The Compositio Mathematica has been publishing since 1933 till date.
How frequently is the Compositio Mathematica published?
Compositio Mathematica is published Monthly.
What is the H-index. SNIP score, Citescore and SJR of Compositio Mathematica?
Compositio Mathematica has a H-index score of 58, Citescore of 3.1, SNIP score of 1.83, & SJR of Q1
Who is the publisher of Compositio Mathematica?
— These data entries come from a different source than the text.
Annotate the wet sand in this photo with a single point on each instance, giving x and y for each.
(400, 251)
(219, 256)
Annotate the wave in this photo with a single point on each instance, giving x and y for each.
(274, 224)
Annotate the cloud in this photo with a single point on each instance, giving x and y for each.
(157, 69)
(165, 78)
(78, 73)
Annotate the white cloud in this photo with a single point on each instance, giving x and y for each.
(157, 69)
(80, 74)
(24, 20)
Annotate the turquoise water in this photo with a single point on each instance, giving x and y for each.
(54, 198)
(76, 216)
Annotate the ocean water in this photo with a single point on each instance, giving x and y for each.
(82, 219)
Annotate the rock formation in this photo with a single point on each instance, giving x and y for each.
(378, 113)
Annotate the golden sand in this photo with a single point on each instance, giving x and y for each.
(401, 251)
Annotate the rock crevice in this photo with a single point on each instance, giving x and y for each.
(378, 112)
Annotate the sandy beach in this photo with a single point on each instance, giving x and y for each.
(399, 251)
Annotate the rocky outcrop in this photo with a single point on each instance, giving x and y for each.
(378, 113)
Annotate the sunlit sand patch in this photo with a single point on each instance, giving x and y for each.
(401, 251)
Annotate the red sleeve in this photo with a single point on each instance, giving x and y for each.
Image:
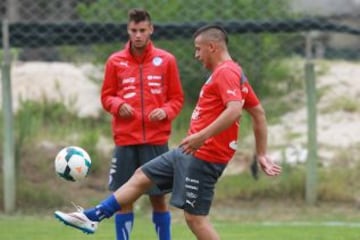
(109, 99)
(175, 95)
(228, 84)
(251, 100)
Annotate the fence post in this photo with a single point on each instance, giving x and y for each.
(311, 163)
(8, 142)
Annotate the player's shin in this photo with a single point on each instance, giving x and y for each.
(123, 225)
(162, 222)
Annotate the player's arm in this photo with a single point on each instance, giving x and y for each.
(175, 94)
(259, 123)
(231, 114)
(259, 126)
(109, 99)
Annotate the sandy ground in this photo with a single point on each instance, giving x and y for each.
(73, 85)
(76, 86)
The publisher of Compositio Mathematica is CAMBRIDGE UNIV PRESS.
Where can I find a journal's aims and scope of Compositio Mathematica?
For the Compositio Mathematica's Aims and Scope, please refer to the section above on the page.
How can I view the journal metrics of Compositio Mathematica on editage?
For the Compositio Mathematica metrics, please refer to the section above on the page.
What is the eISSN and pISSN number of Compositio Mathematica?
The eISSN number is 1570-5846 and pISSN number is 0010-437X for Compositio Mathematica.
What is the focus of this journal?
The journal covers a wide range of topics inlcuding Monoidal category, Linear form, Finite field, Moduli space, Classical field theory, Moment map, Picard group, Mahler measure, Orbit, Spectral sequence, Braided monoidal category, Local field, Schanuel's conjecture, Evolution, De Rham cohomology, Elliptic curve, Equivalence relation, Pair of pants, Homological mirror symmetry, General linear group.
Why is it important to find the right journal for my research?
Choosing the right journal ensures that your research reaches the most relevant audience, thereby maximizing its scholarly impact and contribution to the field.
Can the choice of journal affect my academic career?
Absolutely. Publishing in reputable journals can enhance your academic profile, making you more competitive for grants, tenure, and other professional opportunities.
Is it advisable to target high-impact journals only?
While high-impact journals offer greater visibility, they are often highly competitive. It's essential to balance the journal's impact factor with the likelihood of your work being accepted.